Amnesty International says that more than 500 Iranians — including dozens of children — have been killed in the protests and more than 125,000 have been arrested. But the pain for Iranian families who lost a loved one during the protests continues as Iranian authorities are now cracking down on families who look to honor their loved ones in small family gatherings in advance of the anniversary of Amini’s death.
The intimidation has been so widespread and intense that it’s come to the attention of Amnesty International.
Amnesty International has called on Iranian authorities to allow the commemoration of the first anniversary of those killed during “Women, Life, Freedom” protests in 2022 amid a campaign by security forces marked by “harassment and intimidation” against victims’ families “to enforce silence and impunity.”
The rights group said in a statement released on August 21 that a new research report shows that Iranian authorities have been subjecting victims’ families to arbitrary arrest and detention, imposing “cruel restrictions” on peaceful gatherings at grave sites, and destroying victims’ gravestones.

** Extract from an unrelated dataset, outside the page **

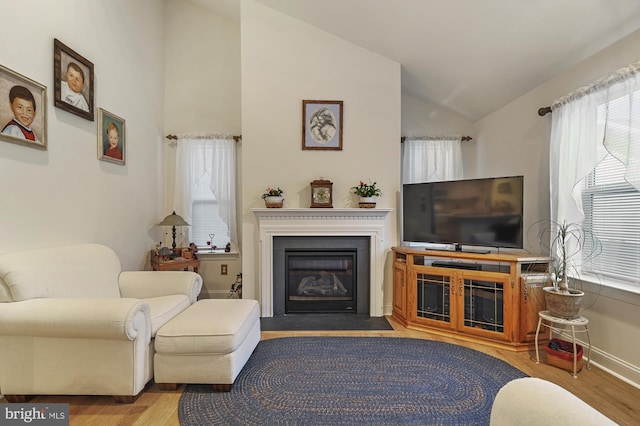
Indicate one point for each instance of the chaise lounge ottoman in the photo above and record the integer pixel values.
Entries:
(209, 342)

According to Iran International, family members of Shirin Alizadeh, Mohammad Javad Zahedi, and Esmail Barahouei — all of whom were killed by government forces — as well as Mohammad-Mehdi Karami who was executed for “corruption on earth” for what the authorities say was his involvement in the death of a morality policeman.
Mashallah Karami’s arrest has triggered widespread reactions, with many Iranians describing it as proof of the regime’s fear of potential unrest on the anniversary of the uprising.
On Wednesday, regime agents raided Nasrin Alizadeh’s home, detained her, and transferred her to an undisclosed location. Last week, security forces arrested Kourosh Vaziri, whose 35-year-old wife Shirin Alizadeh was killed by regime agents while she was filming protests alongside her husband and child in Mazandaran province last September. The moment she was shot and killed was captured and recorded on his mobile phone.
Try as they might, regime bullies will not be able to prevent what is sure to be large protests against the killing of Mahsa Amini next month. But even though authorities have somewhat successfully beaten down the large protests in the aftermath of Amini’s death through massive arrests and targeted killings, the protests have continued by Iranian women through the “Women, Life, Freedom” movement and the defiant gesture of refusing to cover their heads with the hijab.
For the families of the dead, even the sorrow of remembrance has been stifled in an unspeakably brutal crackdown on any hint of politics.
There are risks for those who refuse to let the regime forget. Last month, the family of Abolfazl Adinehzadeh, a teenager who was killed in October at the height of the protests, wanted to mark what would have been his 18th birthday by throwing a party by his grave. The public were invited to join in. But when the security forces heard about the event, in a village in the north-east of the country, they moved in the night before to arrest family members.
In a sign that the authorities can never win, friends and neighbors celebrated Adinehzadeh’s life by posting on social media. “The families who seek justice will always support each other,” Khazaei’s sister said in a video posted online.
Sometimes the crackdown on families became violent.
In another high-profile case, Mahmonir Molaei-Rad, whose young son Kian was killed in disputed circumstances last year, has found herself at the centre of the storm after pledging to commemorate the day he would have turned 10.
But the event turned into a nightmare as security forces arrived and shot her cousin dead, claiming he had killed a policeman during the protests.
The defiance of the Iranians is inspiring — especially the women who risk imprisonment and beatings for not wearing the hijab.
“Every morning, when I go to work without wearing my scarf, I feel I’m continuing our struggle for freedom,” said Delara, a 32-year-old businesswoman. “We may not be chanting slogans in the street but walking outside without a hijab is no less than that.”
It’s easy to contrast the brutality of the Iranian regime with the courage and defiance of citizens. What’s more, it appears that the defiance is actually making a difference with some hardliners.
“The authorities just don’t want to admit they’re quietly opening up,” said a conservative journalist. “In two years’ time, we won’t have such discussions about hijab anymore,” he added.
That remains to be seen. How authorities react to protests on the anniversary of Mahsa Amini will probably give a huge impetus to the social revolution in Iran.